President Donald Trump’s expansive new eviction ban will help some tenants delay the inevitable. But it’s missing a key ingredient that only lawmakers can supply: money.

“Ultimately, it creates new urgent pressure on Congress to get back to work and pass a final Covid 19 relief bill,” said Diane Yentel, president and chief executive officer of the National Low Income Housing Coalition. “On its own, it’s a half measure.”

An eviction ban through the end of the year — enacted with the authority of the Centers for Disease Control and Prevention and to slow the virus’s spread — provides no new money for tenants, or for landlords to maintain their properties and pay their bills, including mortgages and local property taxes. It expands a CARES Act moratorium that expired last month, extending it to all properties, not just those financed with federal backing.

The order was immediately criticized by real estate industry groups but received some praise from the National Low Income Housing Coalition and other tenant advocates eager for some way to keep renters in place while the pandemic rages.


Rental Crisis


The U.S. is in the throes of a massive rental crisis that began with the spike in unemployment caused by coronavirus lockdowns that started in March. While Democrats in the House proposed $100 billion in renter relief, Congress has failed to agree on a plan to hold back evictions.

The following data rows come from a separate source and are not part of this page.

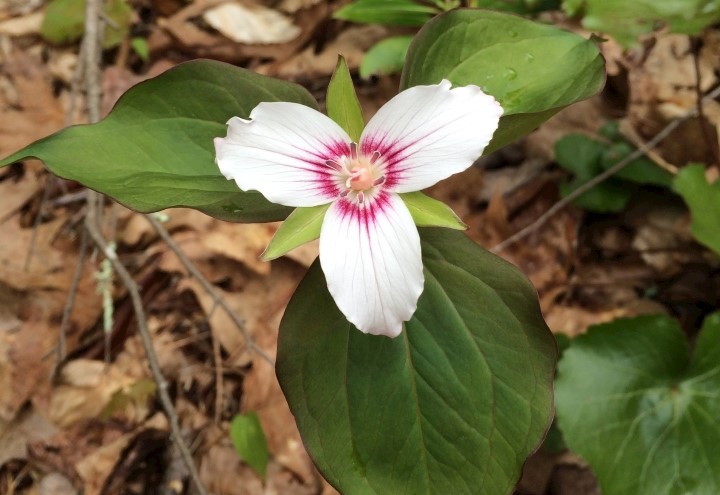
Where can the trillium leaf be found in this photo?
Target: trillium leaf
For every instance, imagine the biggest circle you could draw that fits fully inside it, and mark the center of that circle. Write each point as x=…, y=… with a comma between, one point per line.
x=703, y=199
x=455, y=404
x=429, y=212
x=155, y=149
x=248, y=438
x=301, y=226
x=392, y=12
x=342, y=103
x=532, y=69
x=641, y=410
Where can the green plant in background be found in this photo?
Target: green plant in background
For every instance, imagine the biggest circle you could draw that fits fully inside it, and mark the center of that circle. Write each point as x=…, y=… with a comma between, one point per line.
x=586, y=158
x=626, y=20
x=64, y=21
x=703, y=199
x=458, y=401
x=388, y=56
x=248, y=439
x=641, y=408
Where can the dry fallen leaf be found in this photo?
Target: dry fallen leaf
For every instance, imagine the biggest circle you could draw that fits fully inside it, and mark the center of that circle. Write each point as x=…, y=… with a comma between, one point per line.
x=251, y=25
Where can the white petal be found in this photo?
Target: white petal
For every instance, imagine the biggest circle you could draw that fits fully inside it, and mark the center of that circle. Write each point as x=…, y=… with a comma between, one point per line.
x=370, y=254
x=428, y=133
x=281, y=152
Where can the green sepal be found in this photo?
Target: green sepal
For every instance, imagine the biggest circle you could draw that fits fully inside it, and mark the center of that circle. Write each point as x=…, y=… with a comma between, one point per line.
x=429, y=212
x=342, y=103
x=301, y=226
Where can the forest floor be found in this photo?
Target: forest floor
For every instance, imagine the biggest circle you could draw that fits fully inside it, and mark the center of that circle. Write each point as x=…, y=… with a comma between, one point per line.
x=79, y=417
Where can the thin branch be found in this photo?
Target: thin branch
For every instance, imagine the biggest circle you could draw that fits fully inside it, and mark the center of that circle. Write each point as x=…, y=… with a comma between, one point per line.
x=152, y=358
x=92, y=49
x=70, y=302
x=217, y=299
x=543, y=219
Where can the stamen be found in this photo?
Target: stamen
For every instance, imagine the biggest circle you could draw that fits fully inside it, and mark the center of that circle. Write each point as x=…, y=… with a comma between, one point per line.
x=334, y=165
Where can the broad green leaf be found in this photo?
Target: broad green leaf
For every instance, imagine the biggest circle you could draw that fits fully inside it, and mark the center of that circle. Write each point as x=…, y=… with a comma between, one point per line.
x=155, y=149
x=640, y=410
x=532, y=69
x=517, y=6
x=703, y=199
x=392, y=12
x=64, y=21
x=301, y=226
x=429, y=212
x=385, y=57
x=248, y=438
x=342, y=103
x=454, y=405
x=626, y=20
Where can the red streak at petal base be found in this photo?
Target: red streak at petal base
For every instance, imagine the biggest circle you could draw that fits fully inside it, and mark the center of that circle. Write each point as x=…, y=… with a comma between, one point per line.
x=366, y=213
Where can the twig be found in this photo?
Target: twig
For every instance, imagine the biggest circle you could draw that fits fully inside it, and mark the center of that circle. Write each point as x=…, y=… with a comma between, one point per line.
x=192, y=269
x=36, y=223
x=70, y=302
x=144, y=332
x=92, y=45
x=542, y=219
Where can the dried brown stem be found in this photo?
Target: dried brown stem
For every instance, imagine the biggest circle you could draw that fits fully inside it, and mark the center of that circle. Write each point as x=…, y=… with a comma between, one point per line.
x=92, y=50
x=144, y=332
x=557, y=207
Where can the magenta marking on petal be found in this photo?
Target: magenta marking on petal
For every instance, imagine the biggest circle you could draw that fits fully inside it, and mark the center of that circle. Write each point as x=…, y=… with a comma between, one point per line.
x=365, y=214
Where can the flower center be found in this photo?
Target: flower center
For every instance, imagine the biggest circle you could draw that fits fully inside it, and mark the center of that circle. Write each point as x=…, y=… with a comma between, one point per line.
x=359, y=176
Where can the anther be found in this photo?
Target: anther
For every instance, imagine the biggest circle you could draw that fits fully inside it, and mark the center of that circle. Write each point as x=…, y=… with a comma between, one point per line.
x=334, y=165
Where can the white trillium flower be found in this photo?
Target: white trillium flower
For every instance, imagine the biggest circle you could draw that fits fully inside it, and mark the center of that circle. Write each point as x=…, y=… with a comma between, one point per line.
x=369, y=244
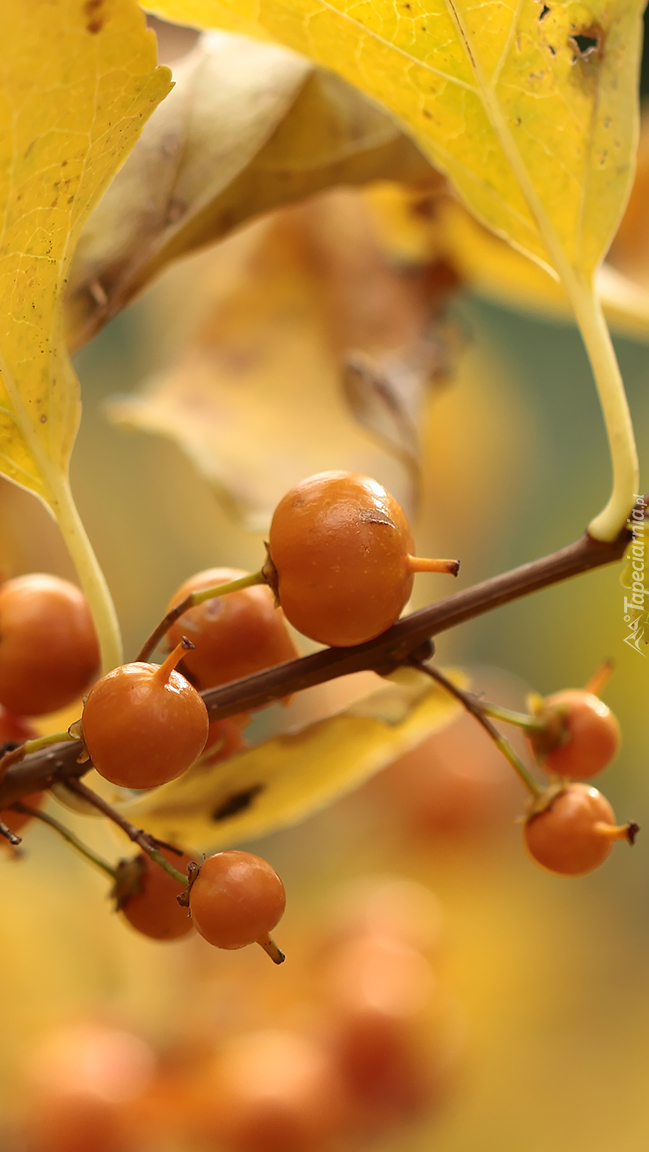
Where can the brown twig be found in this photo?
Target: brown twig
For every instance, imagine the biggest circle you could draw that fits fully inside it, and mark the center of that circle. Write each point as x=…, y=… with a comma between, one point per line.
x=389, y=650
x=144, y=840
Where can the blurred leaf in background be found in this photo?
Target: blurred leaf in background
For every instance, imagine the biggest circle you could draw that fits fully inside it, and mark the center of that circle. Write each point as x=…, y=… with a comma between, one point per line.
x=247, y=128
x=300, y=313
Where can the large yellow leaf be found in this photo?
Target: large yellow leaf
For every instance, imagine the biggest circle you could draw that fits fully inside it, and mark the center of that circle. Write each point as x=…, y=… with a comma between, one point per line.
x=285, y=779
x=249, y=127
x=77, y=80
x=530, y=107
x=76, y=83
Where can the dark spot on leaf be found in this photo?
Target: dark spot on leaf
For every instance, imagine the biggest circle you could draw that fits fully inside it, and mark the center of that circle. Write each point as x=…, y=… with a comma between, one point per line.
x=588, y=43
x=376, y=516
x=96, y=20
x=236, y=803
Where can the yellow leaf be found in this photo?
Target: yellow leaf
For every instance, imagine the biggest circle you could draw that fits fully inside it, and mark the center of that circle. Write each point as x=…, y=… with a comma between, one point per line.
x=529, y=107
x=420, y=225
x=295, y=309
x=77, y=81
x=249, y=127
x=287, y=778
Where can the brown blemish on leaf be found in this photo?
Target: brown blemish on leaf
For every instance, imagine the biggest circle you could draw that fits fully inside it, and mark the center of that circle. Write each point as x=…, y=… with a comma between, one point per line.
x=588, y=44
x=239, y=802
x=96, y=20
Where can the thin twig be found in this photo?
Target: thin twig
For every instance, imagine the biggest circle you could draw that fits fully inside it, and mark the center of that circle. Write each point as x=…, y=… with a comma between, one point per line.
x=389, y=650
x=191, y=601
x=473, y=705
x=145, y=841
x=69, y=836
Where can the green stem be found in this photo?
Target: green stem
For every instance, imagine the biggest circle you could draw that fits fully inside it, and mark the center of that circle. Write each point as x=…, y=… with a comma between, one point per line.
x=69, y=836
x=595, y=333
x=142, y=839
x=190, y=601
x=520, y=719
x=90, y=575
x=474, y=706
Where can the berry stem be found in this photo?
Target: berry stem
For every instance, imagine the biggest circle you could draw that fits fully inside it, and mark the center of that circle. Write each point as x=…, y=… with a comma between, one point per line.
x=9, y=835
x=612, y=398
x=69, y=836
x=164, y=672
x=520, y=719
x=32, y=745
x=627, y=832
x=422, y=565
x=271, y=949
x=148, y=843
x=474, y=706
x=191, y=601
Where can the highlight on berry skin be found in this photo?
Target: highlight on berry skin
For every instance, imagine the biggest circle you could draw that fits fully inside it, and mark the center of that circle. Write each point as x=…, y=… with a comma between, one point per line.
x=572, y=831
x=341, y=558
x=581, y=735
x=236, y=900
x=144, y=724
x=48, y=650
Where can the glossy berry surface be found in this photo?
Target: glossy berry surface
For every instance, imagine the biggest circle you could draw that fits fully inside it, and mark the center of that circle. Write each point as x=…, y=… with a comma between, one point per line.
x=591, y=730
x=233, y=635
x=155, y=910
x=144, y=727
x=575, y=833
x=341, y=548
x=48, y=651
x=236, y=900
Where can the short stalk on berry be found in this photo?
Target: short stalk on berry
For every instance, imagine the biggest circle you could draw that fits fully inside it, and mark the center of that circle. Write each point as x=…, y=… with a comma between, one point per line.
x=143, y=839
x=474, y=706
x=69, y=836
x=519, y=719
x=191, y=601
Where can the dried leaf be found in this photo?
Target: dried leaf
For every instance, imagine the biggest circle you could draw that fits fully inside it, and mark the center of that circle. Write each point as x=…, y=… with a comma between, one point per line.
x=248, y=127
x=292, y=775
x=76, y=83
x=257, y=400
x=534, y=124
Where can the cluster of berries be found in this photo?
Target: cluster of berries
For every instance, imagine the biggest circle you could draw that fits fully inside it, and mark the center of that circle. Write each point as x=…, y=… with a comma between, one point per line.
x=340, y=565
x=572, y=827
x=367, y=1043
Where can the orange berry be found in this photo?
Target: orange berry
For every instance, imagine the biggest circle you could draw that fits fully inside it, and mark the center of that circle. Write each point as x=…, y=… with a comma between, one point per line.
x=236, y=900
x=341, y=548
x=48, y=651
x=575, y=833
x=233, y=635
x=590, y=732
x=155, y=910
x=378, y=987
x=272, y=1091
x=144, y=724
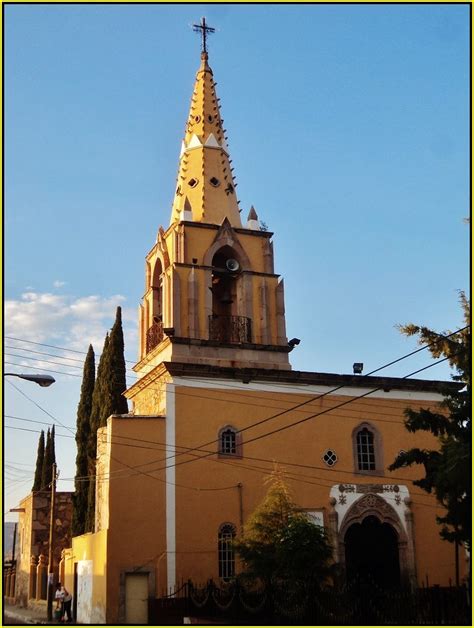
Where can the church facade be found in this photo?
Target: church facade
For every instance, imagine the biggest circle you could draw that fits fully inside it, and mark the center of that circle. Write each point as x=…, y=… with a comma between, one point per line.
x=216, y=403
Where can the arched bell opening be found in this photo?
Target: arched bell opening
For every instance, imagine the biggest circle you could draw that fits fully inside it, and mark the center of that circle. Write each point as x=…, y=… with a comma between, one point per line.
x=225, y=323
x=155, y=327
x=157, y=289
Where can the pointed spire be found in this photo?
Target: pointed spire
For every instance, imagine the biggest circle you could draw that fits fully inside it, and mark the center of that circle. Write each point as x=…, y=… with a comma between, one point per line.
x=205, y=184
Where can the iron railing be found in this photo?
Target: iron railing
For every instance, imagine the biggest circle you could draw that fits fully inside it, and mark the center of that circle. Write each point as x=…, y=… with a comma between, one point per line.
x=154, y=336
x=233, y=329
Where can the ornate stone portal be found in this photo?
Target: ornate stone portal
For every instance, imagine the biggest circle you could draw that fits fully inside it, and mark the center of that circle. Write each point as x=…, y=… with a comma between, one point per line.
x=352, y=503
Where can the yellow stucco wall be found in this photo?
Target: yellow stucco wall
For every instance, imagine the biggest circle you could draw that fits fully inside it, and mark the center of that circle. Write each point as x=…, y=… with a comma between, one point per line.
x=202, y=412
x=89, y=553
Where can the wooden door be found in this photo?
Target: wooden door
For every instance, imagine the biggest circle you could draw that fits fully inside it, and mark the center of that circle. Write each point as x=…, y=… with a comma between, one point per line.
x=136, y=598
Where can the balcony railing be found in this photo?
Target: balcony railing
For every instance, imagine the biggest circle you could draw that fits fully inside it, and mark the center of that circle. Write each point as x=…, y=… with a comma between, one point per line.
x=234, y=329
x=154, y=336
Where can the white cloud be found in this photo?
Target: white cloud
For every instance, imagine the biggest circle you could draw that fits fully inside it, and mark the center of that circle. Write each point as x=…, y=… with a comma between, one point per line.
x=68, y=321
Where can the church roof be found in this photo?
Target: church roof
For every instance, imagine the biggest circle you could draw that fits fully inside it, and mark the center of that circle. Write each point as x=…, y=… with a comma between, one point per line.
x=246, y=375
x=205, y=189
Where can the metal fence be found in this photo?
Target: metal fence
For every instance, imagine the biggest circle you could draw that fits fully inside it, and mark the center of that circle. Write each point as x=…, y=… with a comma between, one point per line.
x=289, y=603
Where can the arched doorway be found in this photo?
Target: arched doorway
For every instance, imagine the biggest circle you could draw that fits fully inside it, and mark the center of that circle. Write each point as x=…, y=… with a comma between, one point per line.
x=384, y=533
x=371, y=549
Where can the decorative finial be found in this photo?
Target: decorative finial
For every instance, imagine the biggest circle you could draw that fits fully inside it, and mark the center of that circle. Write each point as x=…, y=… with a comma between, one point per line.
x=203, y=29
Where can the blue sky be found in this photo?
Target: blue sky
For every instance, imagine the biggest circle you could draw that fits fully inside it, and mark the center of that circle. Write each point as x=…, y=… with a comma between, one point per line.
x=348, y=128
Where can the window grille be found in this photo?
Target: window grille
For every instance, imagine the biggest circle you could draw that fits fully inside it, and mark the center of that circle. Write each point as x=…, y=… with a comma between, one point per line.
x=226, y=551
x=365, y=450
x=228, y=444
x=330, y=457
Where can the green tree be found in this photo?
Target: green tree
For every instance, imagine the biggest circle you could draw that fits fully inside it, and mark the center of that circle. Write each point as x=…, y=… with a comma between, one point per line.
x=47, y=469
x=53, y=449
x=107, y=399
x=92, y=439
x=280, y=542
x=448, y=467
x=112, y=400
x=83, y=428
x=39, y=463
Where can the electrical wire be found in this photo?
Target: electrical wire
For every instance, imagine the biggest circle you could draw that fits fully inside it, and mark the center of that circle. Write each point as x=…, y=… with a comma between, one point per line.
x=285, y=427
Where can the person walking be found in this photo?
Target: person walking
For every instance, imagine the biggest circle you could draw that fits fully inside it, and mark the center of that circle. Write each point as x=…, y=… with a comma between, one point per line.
x=59, y=597
x=67, y=602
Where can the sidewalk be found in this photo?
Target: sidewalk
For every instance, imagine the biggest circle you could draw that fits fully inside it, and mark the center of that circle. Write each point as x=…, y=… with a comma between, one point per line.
x=20, y=615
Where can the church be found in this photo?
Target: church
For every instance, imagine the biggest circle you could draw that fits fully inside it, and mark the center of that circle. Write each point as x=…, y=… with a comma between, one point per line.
x=216, y=403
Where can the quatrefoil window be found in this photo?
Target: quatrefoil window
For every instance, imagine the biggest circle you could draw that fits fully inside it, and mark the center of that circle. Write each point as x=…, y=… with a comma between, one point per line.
x=330, y=457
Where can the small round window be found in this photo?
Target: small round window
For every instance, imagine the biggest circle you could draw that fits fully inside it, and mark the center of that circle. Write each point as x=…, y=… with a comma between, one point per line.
x=330, y=458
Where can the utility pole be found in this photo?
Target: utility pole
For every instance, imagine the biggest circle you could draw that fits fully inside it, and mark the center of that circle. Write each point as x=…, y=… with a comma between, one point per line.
x=51, y=542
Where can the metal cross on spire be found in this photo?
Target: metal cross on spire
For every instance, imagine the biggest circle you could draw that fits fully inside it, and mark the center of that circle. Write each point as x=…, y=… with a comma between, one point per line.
x=203, y=28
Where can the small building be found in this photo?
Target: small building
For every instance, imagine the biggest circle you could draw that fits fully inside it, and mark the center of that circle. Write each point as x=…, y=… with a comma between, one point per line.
x=216, y=402
x=33, y=543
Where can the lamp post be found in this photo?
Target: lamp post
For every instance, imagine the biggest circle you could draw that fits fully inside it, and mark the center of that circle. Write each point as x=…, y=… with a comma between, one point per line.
x=40, y=379
x=44, y=381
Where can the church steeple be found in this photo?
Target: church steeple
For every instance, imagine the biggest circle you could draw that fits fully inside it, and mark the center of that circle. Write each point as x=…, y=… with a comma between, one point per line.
x=211, y=293
x=205, y=188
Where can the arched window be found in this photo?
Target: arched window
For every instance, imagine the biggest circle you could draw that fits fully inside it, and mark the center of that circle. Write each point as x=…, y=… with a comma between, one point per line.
x=225, y=551
x=230, y=442
x=365, y=450
x=367, y=445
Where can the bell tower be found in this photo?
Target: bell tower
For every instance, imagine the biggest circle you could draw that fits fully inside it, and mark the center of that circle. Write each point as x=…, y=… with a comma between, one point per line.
x=211, y=294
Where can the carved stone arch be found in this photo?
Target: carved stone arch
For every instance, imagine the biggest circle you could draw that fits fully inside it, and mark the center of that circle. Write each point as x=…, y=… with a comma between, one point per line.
x=226, y=236
x=371, y=504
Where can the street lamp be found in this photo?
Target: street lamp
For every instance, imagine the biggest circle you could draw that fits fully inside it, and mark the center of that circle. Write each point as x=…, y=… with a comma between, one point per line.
x=40, y=379
x=44, y=381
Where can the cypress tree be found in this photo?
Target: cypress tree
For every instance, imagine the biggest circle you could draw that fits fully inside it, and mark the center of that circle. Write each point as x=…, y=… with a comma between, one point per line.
x=114, y=382
x=107, y=399
x=92, y=438
x=46, y=472
x=39, y=463
x=84, y=409
x=53, y=450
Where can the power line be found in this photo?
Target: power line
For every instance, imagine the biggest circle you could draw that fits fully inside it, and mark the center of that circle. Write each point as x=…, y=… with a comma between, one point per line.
x=39, y=368
x=51, y=355
x=38, y=406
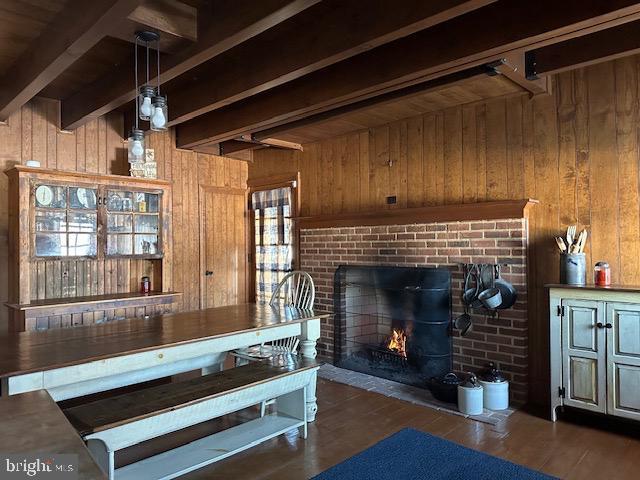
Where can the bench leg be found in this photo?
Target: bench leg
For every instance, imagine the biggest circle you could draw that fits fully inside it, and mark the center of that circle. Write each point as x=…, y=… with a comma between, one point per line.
x=216, y=367
x=102, y=456
x=294, y=405
x=309, y=337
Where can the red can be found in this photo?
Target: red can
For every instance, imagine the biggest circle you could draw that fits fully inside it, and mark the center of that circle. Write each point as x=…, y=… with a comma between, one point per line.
x=145, y=285
x=602, y=274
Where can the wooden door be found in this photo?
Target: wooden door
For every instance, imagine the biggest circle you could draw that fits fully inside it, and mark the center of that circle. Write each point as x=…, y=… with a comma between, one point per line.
x=223, y=246
x=623, y=360
x=584, y=355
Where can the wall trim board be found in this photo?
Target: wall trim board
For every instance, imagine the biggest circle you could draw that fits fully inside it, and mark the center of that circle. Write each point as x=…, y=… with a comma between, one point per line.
x=440, y=213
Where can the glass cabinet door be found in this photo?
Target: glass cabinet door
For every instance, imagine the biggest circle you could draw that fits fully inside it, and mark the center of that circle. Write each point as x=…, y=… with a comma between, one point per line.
x=65, y=221
x=133, y=221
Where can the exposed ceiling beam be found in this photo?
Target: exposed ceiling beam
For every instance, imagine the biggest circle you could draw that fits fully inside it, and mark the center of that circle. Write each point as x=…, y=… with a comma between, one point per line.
x=231, y=146
x=75, y=30
x=247, y=142
x=322, y=35
x=513, y=67
x=579, y=52
x=283, y=144
x=478, y=37
x=363, y=105
x=230, y=23
x=176, y=21
x=168, y=16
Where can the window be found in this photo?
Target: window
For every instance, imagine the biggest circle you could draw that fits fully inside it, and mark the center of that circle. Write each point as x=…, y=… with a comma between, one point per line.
x=273, y=239
x=75, y=221
x=66, y=221
x=132, y=223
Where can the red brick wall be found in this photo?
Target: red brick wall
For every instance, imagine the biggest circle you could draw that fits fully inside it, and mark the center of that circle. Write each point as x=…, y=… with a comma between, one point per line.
x=501, y=338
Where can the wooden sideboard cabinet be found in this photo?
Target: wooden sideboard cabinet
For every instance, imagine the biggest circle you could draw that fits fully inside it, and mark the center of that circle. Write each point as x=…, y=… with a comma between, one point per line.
x=79, y=244
x=595, y=349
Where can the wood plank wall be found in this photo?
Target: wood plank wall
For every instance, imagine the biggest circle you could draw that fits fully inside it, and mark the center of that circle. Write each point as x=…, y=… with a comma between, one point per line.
x=32, y=133
x=576, y=151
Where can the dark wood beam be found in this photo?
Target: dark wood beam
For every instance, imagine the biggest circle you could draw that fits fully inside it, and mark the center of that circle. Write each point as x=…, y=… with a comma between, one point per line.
x=168, y=16
x=390, y=97
x=232, y=146
x=75, y=30
x=250, y=143
x=322, y=35
x=227, y=24
x=597, y=47
x=476, y=38
x=513, y=67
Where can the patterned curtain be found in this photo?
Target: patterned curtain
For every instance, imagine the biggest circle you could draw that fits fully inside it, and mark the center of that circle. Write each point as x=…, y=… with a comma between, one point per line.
x=273, y=227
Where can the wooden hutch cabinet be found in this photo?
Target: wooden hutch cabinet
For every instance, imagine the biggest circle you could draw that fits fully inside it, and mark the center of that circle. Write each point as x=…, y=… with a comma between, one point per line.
x=80, y=243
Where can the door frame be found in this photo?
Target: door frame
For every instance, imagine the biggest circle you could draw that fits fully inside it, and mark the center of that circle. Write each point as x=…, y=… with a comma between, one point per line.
x=202, y=239
x=269, y=183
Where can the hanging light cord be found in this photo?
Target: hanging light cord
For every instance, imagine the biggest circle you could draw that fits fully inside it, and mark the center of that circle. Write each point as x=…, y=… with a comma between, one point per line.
x=136, y=78
x=146, y=42
x=158, y=57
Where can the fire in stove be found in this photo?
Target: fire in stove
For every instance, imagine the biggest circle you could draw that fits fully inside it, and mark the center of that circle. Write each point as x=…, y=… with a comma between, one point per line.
x=397, y=342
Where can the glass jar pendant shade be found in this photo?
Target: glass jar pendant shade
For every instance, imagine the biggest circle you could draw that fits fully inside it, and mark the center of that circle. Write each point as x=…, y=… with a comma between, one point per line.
x=135, y=147
x=145, y=100
x=159, y=116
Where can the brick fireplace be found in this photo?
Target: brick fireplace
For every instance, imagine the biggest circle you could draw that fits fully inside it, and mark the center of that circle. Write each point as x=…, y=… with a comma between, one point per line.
x=501, y=338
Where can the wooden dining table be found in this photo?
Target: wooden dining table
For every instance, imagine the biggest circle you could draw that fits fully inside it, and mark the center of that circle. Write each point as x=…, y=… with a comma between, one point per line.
x=83, y=360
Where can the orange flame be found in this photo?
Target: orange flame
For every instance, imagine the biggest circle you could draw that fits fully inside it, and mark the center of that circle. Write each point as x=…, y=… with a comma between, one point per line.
x=398, y=342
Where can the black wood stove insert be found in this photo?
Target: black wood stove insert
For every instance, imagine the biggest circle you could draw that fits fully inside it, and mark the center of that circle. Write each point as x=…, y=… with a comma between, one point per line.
x=393, y=322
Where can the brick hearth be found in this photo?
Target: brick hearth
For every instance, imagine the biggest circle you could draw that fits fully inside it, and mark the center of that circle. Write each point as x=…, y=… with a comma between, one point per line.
x=501, y=339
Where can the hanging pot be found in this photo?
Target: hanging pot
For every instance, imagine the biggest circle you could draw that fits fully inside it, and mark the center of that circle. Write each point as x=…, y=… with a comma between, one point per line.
x=507, y=291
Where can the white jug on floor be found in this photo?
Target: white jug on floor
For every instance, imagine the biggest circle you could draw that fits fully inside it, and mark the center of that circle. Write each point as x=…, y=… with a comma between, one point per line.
x=470, y=396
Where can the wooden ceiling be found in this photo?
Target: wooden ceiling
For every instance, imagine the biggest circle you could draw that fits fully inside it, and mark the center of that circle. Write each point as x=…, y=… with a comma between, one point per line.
x=242, y=72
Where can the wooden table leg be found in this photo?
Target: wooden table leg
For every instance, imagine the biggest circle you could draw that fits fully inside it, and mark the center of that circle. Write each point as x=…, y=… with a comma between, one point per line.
x=308, y=339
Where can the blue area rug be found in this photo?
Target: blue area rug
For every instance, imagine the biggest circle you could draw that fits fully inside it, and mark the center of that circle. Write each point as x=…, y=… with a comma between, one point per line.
x=413, y=455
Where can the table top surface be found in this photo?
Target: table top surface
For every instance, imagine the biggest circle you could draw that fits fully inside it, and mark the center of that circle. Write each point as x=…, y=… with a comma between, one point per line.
x=27, y=352
x=33, y=423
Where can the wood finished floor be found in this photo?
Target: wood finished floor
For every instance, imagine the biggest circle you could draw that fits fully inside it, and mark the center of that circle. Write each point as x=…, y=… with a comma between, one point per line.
x=350, y=420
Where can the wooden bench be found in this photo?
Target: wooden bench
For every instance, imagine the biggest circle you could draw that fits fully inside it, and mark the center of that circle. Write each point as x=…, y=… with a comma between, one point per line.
x=111, y=424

Roughly one in five American renters — between 19 million and 23 million people — are at risk of eviction by the end of September, according to an analysis by the Aspen Institute.

Trump’s move is terrible news for landlords who may struggle to keep tenants paying without even the threat of being able to evict those who don’t. About half of the 43 million rental units in the country are owned by small businesses that can’t survive long without money coming in.